Fortunately, clip shows have become a relic of the pop culture past rendered unnecessary in our always-on digital age. But Lower Decks never forgets, so it’s no surprise that the series would do its own version of a clip show. And while it may be a low bar to clear, there’s no denying that Lower Decks does the clip show much, much better.
In the Lower Decks episode “Caves,” the Cerritos B-team gets reunited for their first mission together since getting promoted to Lieutenants Junior Grade, only to find themselves trapped in a cave. As the quartet searches for a way to battle encroaching carnivorous moss and escape the cave, they each reveal past cave-based adventures they had with other Cerritos crew people.
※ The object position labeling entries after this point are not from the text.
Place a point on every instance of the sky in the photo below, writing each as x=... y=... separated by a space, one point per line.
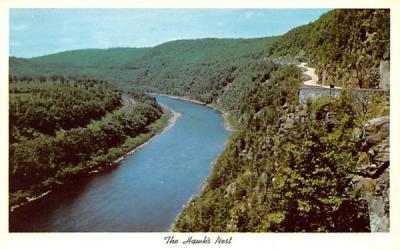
x=35 y=32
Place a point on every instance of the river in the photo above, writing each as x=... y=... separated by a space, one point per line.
x=148 y=189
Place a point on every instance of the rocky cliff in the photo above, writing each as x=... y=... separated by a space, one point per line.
x=372 y=178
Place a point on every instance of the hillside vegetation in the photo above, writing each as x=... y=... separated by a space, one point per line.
x=198 y=69
x=290 y=165
x=59 y=131
x=347 y=43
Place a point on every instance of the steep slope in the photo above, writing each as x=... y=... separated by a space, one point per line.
x=196 y=68
x=346 y=46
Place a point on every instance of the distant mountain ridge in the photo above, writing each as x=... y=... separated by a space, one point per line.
x=197 y=68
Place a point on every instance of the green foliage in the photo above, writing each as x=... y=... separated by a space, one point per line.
x=274 y=176
x=49 y=158
x=199 y=69
x=48 y=107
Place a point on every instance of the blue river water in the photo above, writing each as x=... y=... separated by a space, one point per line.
x=146 y=192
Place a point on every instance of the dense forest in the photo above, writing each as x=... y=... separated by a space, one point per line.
x=63 y=129
x=346 y=46
x=198 y=69
x=287 y=168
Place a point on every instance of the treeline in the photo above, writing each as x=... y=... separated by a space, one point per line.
x=199 y=69
x=49 y=158
x=290 y=166
x=346 y=44
x=47 y=106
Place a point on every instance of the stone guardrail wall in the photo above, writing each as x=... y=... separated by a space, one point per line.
x=314 y=92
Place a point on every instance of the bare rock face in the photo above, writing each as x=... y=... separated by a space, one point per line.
x=373 y=179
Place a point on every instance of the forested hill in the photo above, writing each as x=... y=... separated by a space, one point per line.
x=196 y=68
x=348 y=44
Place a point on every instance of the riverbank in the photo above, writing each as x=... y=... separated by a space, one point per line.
x=165 y=122
x=225 y=115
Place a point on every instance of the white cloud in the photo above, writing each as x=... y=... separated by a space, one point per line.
x=15 y=44
x=19 y=27
x=65 y=40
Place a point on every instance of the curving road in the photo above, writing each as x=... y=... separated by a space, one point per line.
x=314 y=78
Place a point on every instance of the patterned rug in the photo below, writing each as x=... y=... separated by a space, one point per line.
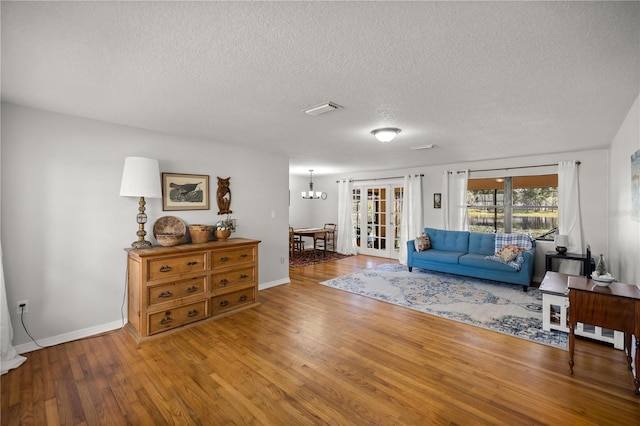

Of course, the gag primarily highlights the preponderance of caves in the Star Trek franchise, which have housed everything from a maternal monster made of molten rock to Gul Dukat demanding statues to sexy times between Paris and Janeway but as salamanders. For a franchise all about exploring new life and new civilizations, Star Trek sure likes to be Wagon Train to random caverns.
But in flashing back to previously unseen stories — even those that involved the other three main characters, in Tendi’s case — “Caves” succeeds where “Shades of Gray” failed. Season two slapped a beard on Riker and changed the color of Geordi and Worf’s shirts, making it a marked improvement on the lackluster premiere season, but it didn’t have that many standout episodes for viewers to recall during Number One’s trip down memory lane. Sure, the Bynars are neat and its nice that somebody remembers “Conspiracy,” but who wanted to see Riker relive scenes from “Angel One,” “The Naked Now,” or “The Child”?
To be fair, “Shades of Gray” actually happened because the show had run out of budget by the end of the season, and Paramount still expected TNG to crash like the Enterprise-D with Troi in the Captain’s chair. And, to be fair, the next time Riker watched new material in the form of a re-run, we got the inglorious ending of Enterprise.
Whatever the case, “Shades of Gray” did the opposite of what a good clip show can do. When a clip show works, viewers don’t mind seeing old stuff because it brings back warm feelings, and makes them remember why they love the series they’re watching. More often than not, those warm feelings stem not from the plot points being recalled, but from the time they’ve spent with the characters.
Star Trek could always count on fan’s affection for the characters, and that’s especially true of the TNG crew (after Patrick Stewart learned to chill out, that is). But two seasons of hit-or-miss episodes wasn’t enough to earn those warm feelings, and so “Shades of Gray” ended up showing off the disappointments of TNG up to that point.
Even if it doesn’t explicitly reference “Shades of Gray,” “Caves” has the exact opposite effect. As each member of the main quartet reveals adventures they’ve had with other people, they find their friendship with each other reinforced. That builds to the climax of Tendi’s story, in which she, Mariner, Boimler, and Rutherford get trapped in a turbo lift together. “I’m glad you guys are my friends,” she whispers.
Without question, “Shades of Gray” could have been much, much better if Riker could have remembered adventures new to the audience, just like the Cerritos crew does with “Caves.” But at the very least, the cash-strapped production crew should have chosen clips that showed the characters at their best, the camaraderie believed to exist between the crew, even if it didn’t yet exist in real life. Picard and Riker still had their best adventures ahead of them at the end of TNG‘s second season, but there was still enough material to make us viewers glad that they were friends, something even a lousy clip show could demonstrate.
Star Trek: Lower Decks is streaming now on Netflix.